In the News: Innovation, Yet Another Silver Bullet for Poverty

It’s not possible to innovate people out of poverty
by Tom Murphy for Humanosphere

commentary by Cilas Kemedjio

This article points out that “innovation” is the new path to paradise in Africa. Yet it also makes us question whether, when it comes to solving intractable problems on the continent as well as in poor communities around the world, the rich really want to find sustainable solutions. Here, since development, economic adjustment, good governance programs, democracy, respect for human rights, and other “solutions” have proved unsustainable, so-called experts are searching for a new fix. It’s always about the magic wand, and the next, and the next, with no accountability when it does not work.

commentary by Akosua Adomako Ampofo

It was the early 1990s. In Ghana we were about half a decade into the Structural Adjustment Program that was meant to place us back on even keel. The medicine introduced to heal our economy, some contended, was a lot more severe than the disease. This was the time when smiling, semi-naked black children graced the cover of a World Bank publication—here was poverty glorified for your coffee table. It was also the time when a World Bank memo asserting that it was best to shift support from Higher Education in Ghana to basic education was “leaked” to some of us at the University of Ghana. Poor people did not deserve higher education, or perhaps they simply didn’t know what to do with it. (The Bank subsequently intimated the memo was not the official viewpoint.)

Here we are 25 years later with another glorified model for fixing poverty—innovation, and its twin, entrepreneurship, both close relatives to the STEM (Science, Technology, Engineering and Math) project. Colorful snippets of amazing projects that have been initiated by young Africans circulate in social media portraying the miracles of innovation—bamboo bikes, shoes made from recycled plastic, mobile applications.
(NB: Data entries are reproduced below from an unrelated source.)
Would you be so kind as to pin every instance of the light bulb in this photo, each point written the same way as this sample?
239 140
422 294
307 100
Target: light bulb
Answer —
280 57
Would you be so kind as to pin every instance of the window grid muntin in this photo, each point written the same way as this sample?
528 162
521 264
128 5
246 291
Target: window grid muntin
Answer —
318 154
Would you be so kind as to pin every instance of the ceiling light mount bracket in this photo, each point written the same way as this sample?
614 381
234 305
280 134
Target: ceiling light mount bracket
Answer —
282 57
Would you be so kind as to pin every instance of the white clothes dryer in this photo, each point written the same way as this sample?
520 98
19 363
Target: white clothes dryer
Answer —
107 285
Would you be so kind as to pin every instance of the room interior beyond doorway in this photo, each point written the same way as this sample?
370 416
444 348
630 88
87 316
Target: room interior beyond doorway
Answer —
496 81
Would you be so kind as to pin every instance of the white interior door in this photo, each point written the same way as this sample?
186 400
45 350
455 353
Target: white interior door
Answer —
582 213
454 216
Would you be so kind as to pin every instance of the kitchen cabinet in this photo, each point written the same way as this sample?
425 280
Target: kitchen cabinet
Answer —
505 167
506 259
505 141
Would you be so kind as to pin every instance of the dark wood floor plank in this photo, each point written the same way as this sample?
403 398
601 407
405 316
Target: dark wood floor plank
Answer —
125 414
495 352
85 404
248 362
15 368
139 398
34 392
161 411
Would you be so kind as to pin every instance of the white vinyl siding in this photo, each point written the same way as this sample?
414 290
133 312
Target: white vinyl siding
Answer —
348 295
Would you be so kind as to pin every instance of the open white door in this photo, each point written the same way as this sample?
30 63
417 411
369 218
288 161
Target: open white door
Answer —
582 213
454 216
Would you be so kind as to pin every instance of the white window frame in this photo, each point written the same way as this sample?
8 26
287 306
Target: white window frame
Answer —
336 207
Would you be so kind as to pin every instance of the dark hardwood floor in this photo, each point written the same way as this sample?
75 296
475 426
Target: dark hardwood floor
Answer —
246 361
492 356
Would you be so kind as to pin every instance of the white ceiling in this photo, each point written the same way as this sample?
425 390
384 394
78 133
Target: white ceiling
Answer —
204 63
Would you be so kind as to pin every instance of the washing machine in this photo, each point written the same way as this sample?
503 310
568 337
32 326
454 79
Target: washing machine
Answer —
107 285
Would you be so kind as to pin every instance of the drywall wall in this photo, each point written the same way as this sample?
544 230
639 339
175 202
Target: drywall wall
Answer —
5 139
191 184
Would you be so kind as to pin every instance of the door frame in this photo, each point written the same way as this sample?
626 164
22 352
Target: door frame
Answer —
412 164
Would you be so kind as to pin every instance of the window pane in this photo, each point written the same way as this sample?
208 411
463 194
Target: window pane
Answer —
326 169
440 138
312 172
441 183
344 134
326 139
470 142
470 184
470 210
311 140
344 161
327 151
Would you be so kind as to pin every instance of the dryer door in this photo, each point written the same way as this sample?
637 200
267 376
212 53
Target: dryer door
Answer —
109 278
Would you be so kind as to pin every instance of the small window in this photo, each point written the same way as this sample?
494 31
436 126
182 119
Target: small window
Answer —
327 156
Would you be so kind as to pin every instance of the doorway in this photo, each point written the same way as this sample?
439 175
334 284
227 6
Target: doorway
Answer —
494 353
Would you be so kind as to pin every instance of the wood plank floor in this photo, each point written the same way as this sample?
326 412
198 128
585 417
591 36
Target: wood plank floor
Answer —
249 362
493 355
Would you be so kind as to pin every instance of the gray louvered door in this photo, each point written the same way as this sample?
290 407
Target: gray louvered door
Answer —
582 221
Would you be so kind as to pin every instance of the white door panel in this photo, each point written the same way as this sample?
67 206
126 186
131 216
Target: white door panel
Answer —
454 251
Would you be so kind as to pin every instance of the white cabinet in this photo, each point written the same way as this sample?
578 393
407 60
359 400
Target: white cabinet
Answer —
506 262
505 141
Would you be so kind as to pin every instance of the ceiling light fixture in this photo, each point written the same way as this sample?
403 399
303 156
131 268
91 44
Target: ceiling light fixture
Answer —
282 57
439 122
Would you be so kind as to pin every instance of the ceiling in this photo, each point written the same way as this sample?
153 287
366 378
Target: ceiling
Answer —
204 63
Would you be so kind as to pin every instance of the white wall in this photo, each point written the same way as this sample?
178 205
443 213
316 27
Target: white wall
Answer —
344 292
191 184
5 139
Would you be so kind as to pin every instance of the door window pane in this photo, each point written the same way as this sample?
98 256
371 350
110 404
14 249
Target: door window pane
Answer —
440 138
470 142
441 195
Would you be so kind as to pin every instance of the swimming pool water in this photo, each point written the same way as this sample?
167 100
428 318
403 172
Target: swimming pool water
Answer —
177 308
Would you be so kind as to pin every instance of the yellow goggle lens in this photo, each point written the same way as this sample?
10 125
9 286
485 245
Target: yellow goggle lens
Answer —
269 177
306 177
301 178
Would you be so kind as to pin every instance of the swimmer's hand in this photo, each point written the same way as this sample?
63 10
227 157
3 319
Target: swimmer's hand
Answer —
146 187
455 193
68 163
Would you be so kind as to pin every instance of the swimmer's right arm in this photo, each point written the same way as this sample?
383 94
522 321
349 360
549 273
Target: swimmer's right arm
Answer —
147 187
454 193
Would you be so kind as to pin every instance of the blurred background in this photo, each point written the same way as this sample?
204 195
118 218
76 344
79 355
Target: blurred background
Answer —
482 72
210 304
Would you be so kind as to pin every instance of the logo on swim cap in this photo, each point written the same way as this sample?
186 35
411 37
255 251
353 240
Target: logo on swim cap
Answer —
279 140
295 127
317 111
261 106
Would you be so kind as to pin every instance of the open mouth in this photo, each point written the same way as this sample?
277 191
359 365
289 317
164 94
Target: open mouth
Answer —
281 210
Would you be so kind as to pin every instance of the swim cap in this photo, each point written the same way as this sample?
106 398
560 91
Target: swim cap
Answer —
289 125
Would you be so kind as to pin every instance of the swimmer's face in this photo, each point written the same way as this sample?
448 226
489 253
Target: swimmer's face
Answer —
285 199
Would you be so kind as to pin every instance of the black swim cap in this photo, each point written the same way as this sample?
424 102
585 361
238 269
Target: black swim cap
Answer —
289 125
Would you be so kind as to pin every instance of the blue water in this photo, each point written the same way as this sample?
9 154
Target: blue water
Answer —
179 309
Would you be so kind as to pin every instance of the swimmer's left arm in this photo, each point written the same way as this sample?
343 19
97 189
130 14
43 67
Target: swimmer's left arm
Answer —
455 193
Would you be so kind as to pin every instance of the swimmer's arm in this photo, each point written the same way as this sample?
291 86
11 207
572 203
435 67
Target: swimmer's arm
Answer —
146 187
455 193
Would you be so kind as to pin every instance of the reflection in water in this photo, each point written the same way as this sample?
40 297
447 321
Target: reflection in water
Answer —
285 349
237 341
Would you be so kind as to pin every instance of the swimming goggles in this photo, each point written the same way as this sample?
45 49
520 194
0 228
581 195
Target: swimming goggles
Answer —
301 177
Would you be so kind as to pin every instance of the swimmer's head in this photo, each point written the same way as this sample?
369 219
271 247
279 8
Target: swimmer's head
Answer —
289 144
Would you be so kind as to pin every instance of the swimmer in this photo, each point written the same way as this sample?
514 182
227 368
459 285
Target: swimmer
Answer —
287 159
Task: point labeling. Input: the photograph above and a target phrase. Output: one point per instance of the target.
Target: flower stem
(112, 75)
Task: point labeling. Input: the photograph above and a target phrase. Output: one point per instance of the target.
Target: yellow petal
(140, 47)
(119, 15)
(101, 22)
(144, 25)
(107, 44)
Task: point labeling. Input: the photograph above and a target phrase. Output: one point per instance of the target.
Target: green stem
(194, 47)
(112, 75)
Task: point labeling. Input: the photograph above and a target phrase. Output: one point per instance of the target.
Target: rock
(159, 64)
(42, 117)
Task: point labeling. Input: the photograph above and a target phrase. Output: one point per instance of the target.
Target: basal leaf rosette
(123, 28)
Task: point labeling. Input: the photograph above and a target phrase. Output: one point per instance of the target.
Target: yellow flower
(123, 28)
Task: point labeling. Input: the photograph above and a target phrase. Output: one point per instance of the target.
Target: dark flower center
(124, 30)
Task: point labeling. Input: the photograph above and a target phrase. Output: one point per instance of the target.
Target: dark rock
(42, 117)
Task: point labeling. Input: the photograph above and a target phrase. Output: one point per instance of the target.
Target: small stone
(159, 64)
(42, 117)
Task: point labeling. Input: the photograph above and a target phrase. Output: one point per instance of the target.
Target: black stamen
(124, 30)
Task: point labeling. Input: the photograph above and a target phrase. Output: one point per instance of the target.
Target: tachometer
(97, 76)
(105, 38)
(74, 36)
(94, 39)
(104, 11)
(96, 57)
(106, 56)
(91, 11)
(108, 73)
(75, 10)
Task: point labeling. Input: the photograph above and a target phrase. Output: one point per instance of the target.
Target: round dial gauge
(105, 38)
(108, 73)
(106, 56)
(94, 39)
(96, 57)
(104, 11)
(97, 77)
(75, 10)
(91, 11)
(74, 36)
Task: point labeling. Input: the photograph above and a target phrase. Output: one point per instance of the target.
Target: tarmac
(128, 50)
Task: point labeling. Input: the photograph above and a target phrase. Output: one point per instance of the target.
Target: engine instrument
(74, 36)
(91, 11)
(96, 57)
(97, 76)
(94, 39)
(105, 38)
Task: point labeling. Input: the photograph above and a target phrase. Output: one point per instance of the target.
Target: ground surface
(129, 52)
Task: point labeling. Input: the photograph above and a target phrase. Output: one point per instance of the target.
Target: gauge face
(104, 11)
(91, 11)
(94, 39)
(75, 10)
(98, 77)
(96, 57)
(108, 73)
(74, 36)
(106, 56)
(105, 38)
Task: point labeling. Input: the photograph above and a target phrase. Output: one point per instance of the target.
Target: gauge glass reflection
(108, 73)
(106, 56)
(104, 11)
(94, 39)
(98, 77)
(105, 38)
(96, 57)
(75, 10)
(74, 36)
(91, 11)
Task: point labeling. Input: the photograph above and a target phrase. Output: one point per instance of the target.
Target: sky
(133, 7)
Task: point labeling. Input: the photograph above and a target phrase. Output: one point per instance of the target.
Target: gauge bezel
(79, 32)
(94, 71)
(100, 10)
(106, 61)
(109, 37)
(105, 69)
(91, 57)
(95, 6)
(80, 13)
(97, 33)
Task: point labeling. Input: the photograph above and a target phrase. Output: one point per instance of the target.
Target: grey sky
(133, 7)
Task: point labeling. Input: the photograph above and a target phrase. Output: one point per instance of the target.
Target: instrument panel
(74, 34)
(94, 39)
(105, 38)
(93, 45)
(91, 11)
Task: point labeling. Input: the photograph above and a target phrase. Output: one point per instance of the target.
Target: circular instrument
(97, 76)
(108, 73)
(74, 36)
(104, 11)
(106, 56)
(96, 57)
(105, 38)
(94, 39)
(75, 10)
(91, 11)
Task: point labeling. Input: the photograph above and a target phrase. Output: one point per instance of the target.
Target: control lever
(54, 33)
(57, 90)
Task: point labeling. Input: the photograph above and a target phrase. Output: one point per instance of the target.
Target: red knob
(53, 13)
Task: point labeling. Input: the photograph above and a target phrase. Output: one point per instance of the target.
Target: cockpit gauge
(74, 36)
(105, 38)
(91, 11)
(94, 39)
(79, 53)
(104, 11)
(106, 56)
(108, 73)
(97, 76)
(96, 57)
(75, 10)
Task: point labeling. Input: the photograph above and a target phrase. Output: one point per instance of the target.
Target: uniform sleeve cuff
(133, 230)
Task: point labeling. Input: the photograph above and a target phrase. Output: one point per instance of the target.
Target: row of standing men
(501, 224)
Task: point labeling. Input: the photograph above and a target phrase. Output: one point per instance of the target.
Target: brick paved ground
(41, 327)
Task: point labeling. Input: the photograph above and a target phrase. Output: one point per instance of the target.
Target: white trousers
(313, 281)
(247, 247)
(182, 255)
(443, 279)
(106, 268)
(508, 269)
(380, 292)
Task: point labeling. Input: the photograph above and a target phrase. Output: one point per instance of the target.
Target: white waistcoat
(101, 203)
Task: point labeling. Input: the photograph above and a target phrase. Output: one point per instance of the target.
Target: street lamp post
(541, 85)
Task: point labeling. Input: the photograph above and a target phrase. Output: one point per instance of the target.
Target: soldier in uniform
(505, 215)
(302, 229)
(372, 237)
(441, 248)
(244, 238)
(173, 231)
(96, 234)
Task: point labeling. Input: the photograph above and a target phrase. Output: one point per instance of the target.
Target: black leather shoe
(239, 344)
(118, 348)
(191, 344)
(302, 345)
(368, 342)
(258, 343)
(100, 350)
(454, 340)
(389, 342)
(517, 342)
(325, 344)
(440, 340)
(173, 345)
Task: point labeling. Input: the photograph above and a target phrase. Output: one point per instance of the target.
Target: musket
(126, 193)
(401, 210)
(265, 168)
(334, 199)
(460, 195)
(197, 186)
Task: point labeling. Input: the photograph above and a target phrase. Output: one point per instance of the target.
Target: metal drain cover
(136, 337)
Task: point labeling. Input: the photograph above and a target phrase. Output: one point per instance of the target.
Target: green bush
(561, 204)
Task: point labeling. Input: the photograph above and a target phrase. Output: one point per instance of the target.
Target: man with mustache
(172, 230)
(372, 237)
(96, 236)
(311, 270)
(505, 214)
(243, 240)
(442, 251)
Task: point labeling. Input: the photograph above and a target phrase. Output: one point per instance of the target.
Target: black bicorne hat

Both of those words, innovation and entrepreneurship, have found their way on to university curricula. Indeed the Bank, who had earlier decried investment in higher education, recanted and by the 2000s insisted that African countries would not climb out of poverty if they didn’t invest in higher education. Further, it was the twins of innovation and entrepreneurship, together with their close cousin STEM, that would carry us out of poverty. STEM is important. Innovation and entrepreneurship are very important. The young people who are building products and services that meet the needs of millions of “ordinary” people, despite the economic odds, deserve our applause and gratitude. But commitment to improving the lives of people so that they move from mere survival to a quality of life that is human is not about magic bullets. It’s not about one flavor today, and another tomorrow. It’s about accountability of governments, external players such as the Bank, well-intentioned ‘supporters’. It’s about recognizing our innovations not compelling to do innovation and entrepreneurship according to someone else’s model of what works best for Africa. But it might be hard to have an accountability when it might mean supporting the many innovative methods of safe agriculture that take Monsanto, for example, out of the equation.